When Makwa (an exceptional Michael Greyeyes) was a boy on the reservation, he and his best friend Ted-O (played in adulthood by Chaske Spencer) participated in something terrible. Ted-O never really got over it.
Neither did Makwa, but now living in a high rise in Seattle and going by Michel Peterson, you might mistakenly believe he’s moved on. This man is possibly the most complicated character I’ve seen onscreen this year, and Greyeyes’s blistering performance delivers honesty that’s tough to look away from.
Makwa/Michael is equal parts sociopath and lost soul. He is the result of his own upbringing, but also of suffering that goes back generations and reverberates outward to the sea outside his gorgeous upscale apartment and beyond.

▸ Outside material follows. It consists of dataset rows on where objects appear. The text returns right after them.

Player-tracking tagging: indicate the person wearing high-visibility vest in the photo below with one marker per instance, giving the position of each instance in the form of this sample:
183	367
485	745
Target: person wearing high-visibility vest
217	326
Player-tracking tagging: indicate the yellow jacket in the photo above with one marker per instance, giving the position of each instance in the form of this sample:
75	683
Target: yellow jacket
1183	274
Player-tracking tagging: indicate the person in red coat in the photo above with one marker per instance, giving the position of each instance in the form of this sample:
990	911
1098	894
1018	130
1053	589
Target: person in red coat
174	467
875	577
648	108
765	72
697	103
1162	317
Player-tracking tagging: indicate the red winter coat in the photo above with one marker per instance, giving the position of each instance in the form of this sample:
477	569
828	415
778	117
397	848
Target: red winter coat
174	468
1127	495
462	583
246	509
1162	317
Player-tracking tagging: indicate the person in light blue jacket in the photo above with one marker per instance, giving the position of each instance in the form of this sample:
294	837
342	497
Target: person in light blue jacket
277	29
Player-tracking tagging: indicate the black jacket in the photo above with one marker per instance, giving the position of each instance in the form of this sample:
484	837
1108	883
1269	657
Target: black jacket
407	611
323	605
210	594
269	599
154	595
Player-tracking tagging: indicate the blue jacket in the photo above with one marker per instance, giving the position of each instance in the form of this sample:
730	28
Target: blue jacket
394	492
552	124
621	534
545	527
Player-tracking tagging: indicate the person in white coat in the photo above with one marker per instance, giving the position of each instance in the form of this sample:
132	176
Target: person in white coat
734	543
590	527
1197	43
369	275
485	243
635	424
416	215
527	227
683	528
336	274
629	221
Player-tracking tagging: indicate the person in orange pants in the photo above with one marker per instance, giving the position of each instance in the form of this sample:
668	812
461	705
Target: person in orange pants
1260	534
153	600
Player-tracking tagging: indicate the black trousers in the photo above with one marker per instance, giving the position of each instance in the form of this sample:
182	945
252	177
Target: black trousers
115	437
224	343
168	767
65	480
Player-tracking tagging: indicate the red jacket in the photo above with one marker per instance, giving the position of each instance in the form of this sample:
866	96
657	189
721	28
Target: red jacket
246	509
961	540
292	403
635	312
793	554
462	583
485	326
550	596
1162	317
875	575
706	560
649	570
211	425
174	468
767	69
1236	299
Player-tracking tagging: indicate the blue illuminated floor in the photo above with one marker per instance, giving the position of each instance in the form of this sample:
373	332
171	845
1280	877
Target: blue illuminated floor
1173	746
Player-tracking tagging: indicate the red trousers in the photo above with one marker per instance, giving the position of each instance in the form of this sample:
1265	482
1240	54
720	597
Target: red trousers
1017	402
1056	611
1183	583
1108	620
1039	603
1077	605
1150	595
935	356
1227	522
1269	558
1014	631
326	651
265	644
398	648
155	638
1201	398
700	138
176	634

Writer/director Lyle Mitchell Corbine Jr. refuses to lean on stereotypes that would make the performance more comfortable viewing. Makwa is neither victim nor noble wiseman. Not entirely a villain, he’s nonetheless ill-suited as antihero or, god forbid, hero. He’s a survivor bound up in his own guilt and shame, taking advantage of whatever he can and hating himself and everyone around him because of it.
Balancing that and breaking your heart as he does, Spencer’s Ted-O is a result of the same history of trauma, oppression, poverty. But the tenderness Spencer conveys in every scene, the humility and pain, give this film its humanity.
Corbine Jr. contrasts Ted-O’s touching relationship with his sister and nephew against Michael Spencer’s robotic, even frightening reactions to the women in his world. The two men’s relationships in the workplace differ similarly.
As the action builds toward an inevitable and bewildering climax, Ted-O is more sympathetic with every step he takes toward violence while Michael’s icy psychotic side emerges the more he tries to keep violence at bay.
It’s a desolate world Corbine Jr. creates, but no less remarkable for its bleakness. A character study unlike anything else on screen this year, Wild Indian gives longtime character actors Greyeyes and Spencer the opportunity to command the screen with leading roles and they more than rise to the occasion.
In his feature debut as a filmmaker, Corbine Jr. has also announced his own presence with authority.